Why does this matter to Oregon? Because we aren’t just hemp farmers. We aren’t just marijuana farmers. We are cannabis farmers. The beaver state relies heavily on the cannabis economy, be it hemp or high-THC cannabis, and we need to dissolve this dichotomy and work together to stabilize both nascent industries in order to ensure a healthy future for both. 

Over the last couple of years, as the OLCC-regulated, high-THC cannabis economy in Oregon tanked amidst a flooded new market, the ODA’s hemp program became a life-saver for many cannabis farmers who have always grown high-THC—whether for the black, medical or adult-use markets. And as an entire country of new hemp farmers is trying to unload their recent harvest in a–you guessed it—flooded market, it’s the same story of struggle all over again, but at a larger scale since hemp happens in acres, not square feet. 

Yet I believe we should be high on hope for Oregon’s cannabis economy. We have one of the most advanced cannabis industries in the world here—starting with growing some of the best flower—whether hemp or high-THC. Good sungrown cannabis flower comes from Mediterranean climates like ours. We’ve been showing that for decades with a cannabis industry that has traditionally helped California supply the whole country with good weed.

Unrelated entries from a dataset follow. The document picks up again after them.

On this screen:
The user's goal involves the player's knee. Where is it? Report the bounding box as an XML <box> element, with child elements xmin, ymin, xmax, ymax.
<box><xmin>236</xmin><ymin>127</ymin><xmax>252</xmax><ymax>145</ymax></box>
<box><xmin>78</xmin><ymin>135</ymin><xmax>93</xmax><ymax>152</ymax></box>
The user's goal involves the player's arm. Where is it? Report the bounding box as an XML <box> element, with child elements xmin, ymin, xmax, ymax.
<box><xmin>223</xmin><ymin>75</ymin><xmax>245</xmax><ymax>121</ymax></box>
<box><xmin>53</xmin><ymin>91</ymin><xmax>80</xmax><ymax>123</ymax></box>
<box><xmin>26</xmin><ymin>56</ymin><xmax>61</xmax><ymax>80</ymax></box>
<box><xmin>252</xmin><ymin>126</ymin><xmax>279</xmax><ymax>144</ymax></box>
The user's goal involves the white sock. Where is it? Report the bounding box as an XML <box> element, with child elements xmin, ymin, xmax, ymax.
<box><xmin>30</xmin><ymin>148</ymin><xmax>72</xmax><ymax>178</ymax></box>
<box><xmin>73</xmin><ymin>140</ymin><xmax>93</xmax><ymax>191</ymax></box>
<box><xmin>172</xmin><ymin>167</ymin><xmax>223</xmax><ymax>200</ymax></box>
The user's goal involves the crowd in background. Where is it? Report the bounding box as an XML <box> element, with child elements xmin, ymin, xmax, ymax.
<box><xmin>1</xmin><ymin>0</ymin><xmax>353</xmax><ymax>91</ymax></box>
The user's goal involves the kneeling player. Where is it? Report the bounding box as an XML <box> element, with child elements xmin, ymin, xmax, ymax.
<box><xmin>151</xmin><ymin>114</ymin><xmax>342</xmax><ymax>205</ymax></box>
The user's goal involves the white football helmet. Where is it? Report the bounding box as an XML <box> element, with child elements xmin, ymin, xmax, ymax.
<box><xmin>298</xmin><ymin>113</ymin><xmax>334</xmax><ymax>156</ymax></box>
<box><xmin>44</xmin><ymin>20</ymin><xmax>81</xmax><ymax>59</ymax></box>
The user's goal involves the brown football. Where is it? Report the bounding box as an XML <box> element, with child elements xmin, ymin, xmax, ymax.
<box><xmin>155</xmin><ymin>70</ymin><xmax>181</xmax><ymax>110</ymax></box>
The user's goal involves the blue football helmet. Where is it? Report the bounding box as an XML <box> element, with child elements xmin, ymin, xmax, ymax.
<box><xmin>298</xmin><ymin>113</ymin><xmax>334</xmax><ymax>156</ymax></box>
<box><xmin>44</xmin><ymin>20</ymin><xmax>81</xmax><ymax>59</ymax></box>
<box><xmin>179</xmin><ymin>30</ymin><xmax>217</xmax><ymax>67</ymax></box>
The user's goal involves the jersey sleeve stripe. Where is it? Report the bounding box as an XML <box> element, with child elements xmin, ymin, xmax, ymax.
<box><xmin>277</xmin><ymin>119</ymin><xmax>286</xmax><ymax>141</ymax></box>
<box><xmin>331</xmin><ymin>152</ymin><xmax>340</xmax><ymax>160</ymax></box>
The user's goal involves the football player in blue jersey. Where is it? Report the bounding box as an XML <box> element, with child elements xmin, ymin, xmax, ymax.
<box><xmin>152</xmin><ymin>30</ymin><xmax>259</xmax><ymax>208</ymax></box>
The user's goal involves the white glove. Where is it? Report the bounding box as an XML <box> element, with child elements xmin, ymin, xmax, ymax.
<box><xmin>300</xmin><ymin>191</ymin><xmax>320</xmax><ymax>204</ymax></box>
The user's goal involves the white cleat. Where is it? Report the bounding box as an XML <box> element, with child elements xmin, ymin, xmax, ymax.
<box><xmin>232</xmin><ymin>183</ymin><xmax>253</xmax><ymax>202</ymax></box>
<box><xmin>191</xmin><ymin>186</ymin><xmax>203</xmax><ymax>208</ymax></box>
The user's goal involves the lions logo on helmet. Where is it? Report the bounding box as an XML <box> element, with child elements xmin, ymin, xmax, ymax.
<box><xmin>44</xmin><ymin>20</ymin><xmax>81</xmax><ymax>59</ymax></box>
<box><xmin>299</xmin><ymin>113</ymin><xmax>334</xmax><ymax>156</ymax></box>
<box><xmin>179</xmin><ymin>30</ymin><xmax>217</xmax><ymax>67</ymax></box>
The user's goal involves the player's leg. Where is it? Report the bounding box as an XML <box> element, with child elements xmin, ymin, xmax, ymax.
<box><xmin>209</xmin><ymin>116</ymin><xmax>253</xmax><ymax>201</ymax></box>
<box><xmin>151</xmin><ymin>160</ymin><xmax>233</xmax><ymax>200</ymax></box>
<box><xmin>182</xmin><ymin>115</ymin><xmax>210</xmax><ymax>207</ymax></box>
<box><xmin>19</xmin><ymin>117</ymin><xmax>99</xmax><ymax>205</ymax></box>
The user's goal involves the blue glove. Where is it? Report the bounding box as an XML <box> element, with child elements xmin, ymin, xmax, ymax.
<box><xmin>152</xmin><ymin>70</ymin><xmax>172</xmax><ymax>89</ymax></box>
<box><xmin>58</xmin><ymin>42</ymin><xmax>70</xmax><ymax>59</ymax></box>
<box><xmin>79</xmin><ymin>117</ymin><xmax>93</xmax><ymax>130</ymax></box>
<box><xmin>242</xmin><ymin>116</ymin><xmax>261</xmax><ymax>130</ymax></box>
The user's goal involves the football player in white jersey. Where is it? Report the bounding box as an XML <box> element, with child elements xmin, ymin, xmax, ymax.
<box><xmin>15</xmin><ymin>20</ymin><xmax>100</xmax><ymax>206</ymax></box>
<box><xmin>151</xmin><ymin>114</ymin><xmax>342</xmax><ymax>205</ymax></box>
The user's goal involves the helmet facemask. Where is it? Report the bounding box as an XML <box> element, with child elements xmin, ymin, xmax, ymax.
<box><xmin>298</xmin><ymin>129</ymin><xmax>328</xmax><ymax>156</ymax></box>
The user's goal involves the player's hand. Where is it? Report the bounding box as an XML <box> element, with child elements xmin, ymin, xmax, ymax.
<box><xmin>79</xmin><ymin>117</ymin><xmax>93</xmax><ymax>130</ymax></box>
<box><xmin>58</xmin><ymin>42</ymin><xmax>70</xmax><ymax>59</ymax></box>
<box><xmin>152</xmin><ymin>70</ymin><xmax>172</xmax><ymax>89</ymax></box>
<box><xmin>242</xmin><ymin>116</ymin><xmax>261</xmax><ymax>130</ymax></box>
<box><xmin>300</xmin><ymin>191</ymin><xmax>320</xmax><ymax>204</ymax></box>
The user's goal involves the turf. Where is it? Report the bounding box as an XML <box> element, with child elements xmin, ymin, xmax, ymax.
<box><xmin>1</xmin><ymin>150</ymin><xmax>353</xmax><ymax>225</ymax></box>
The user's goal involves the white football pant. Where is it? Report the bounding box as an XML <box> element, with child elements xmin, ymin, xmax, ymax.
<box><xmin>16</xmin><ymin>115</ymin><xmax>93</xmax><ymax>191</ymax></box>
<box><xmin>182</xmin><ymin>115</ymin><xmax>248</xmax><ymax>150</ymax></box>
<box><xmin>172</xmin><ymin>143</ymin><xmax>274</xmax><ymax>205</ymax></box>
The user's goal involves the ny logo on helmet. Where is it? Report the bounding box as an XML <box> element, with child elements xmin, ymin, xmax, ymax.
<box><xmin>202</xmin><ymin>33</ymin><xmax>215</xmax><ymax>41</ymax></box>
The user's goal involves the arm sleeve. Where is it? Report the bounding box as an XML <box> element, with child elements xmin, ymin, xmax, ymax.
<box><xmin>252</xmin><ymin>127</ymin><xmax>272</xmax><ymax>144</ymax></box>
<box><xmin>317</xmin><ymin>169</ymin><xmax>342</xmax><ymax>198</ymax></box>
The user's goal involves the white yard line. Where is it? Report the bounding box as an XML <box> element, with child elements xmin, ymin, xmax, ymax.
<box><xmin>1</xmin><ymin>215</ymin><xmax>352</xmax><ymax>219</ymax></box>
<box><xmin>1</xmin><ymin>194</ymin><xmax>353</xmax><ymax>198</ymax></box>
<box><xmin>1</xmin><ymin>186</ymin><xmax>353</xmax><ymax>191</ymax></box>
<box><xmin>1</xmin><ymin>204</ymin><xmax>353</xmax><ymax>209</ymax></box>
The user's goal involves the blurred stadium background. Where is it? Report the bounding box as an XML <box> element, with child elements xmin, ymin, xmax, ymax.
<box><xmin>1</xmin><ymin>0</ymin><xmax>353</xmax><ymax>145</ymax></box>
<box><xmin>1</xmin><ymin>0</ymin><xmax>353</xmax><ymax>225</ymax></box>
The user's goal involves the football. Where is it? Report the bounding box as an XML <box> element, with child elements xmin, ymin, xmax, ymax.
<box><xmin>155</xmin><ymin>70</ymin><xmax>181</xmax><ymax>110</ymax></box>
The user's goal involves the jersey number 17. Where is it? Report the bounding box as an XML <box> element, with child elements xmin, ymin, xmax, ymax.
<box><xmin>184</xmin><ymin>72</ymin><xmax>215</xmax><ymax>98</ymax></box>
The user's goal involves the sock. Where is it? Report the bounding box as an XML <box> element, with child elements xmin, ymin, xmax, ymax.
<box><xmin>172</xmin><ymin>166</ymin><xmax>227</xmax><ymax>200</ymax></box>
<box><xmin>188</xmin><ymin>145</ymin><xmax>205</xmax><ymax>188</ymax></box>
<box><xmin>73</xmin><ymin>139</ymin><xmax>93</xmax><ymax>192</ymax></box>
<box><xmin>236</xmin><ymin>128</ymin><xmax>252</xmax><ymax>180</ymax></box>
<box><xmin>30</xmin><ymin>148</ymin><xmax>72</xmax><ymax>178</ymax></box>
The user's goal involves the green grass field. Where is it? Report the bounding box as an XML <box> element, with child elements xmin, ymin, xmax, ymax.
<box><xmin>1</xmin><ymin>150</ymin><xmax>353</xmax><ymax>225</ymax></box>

However, we must work to protect that niche market. It is special. The country demands our products. And we could do some serious harm to them if we aren’t careful about our regulations. For example, in Southern Oregon, unculled male plants and cross-pollination from new hemp fields became a huge issue for cannabis farms in 2019, whether for the hemp, adult-use/medical markets or for home grows. There must be regulations in place that protect the future of hemp and high-THC cannabis flower in Oregon. 

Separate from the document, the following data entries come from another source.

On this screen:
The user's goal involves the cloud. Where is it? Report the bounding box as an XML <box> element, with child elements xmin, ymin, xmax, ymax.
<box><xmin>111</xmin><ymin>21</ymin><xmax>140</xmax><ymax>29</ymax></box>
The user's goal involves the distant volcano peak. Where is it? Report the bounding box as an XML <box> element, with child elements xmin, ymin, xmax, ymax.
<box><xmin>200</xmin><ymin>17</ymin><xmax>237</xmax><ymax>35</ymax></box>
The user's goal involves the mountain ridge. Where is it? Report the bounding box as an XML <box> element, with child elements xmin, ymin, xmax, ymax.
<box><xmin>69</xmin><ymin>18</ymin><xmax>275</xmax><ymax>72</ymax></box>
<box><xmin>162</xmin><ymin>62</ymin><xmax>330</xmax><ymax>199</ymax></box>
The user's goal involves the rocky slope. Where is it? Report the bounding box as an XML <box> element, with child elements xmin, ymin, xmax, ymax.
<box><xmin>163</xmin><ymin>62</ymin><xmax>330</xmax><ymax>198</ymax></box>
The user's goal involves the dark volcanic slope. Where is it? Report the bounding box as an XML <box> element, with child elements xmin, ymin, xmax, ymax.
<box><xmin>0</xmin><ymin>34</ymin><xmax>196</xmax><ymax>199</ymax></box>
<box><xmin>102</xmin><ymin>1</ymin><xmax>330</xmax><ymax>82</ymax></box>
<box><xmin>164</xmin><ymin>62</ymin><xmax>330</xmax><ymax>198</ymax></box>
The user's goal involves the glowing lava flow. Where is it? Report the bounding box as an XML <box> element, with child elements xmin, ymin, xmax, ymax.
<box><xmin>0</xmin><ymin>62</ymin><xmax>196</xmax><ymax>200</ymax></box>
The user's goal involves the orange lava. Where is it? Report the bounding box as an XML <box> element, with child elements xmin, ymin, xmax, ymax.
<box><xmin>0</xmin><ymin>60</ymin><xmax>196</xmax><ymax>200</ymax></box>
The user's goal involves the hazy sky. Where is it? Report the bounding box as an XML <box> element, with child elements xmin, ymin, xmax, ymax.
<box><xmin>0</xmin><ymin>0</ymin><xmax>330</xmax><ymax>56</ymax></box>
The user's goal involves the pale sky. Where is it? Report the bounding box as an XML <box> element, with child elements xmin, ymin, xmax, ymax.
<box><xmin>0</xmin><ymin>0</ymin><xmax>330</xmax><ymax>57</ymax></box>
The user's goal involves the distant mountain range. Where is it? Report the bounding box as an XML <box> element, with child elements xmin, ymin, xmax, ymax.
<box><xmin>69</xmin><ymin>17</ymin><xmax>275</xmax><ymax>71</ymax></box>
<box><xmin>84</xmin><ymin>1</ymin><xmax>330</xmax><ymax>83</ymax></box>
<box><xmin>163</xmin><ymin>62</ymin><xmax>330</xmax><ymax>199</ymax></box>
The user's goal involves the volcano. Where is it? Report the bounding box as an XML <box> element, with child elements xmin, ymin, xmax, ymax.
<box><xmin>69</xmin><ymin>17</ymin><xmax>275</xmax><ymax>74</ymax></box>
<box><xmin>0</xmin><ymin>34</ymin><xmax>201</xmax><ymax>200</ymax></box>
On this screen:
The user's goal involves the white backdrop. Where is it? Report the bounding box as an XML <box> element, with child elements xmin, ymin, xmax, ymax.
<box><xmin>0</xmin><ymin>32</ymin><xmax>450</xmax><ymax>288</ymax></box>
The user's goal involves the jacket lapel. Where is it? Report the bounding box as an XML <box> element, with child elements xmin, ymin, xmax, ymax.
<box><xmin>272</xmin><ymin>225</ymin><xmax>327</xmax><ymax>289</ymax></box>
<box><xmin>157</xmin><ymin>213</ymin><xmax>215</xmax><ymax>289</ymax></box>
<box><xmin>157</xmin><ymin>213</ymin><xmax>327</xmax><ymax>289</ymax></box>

We’re disjointed and moving too fast. Sure, OSU has created the Global Hemp Innovation Center which bolsters Oregon’s place on the world stage. However, the industry happens in the Southern part of the state, away from funding and decision-making. 

According to F.A.R.M.S. Inc. (a local farmer run non-profit), OSU and the Hemp Innovation Center are calling for OPEN POLLINATION! That would be bad for Oregon cannabis. It’s fine for fiber, etc. but would threaten the unique product that Oregon offers, unseeded flower. This jeopardizing issue illustrates the need to work together as one industry to secure the regional brand of all Oregon cannabis. 

Here is my call to people who care. It’s a call to educate ourselves. It’s a call to meet each other and talk. It’s a call to contact your regulators and lawmakers with your concerns and constructive input. It’s a call to maintain Oregon’s reputation for growing the best cannabis in the world. Let’s drop the confusion and be industry leaders!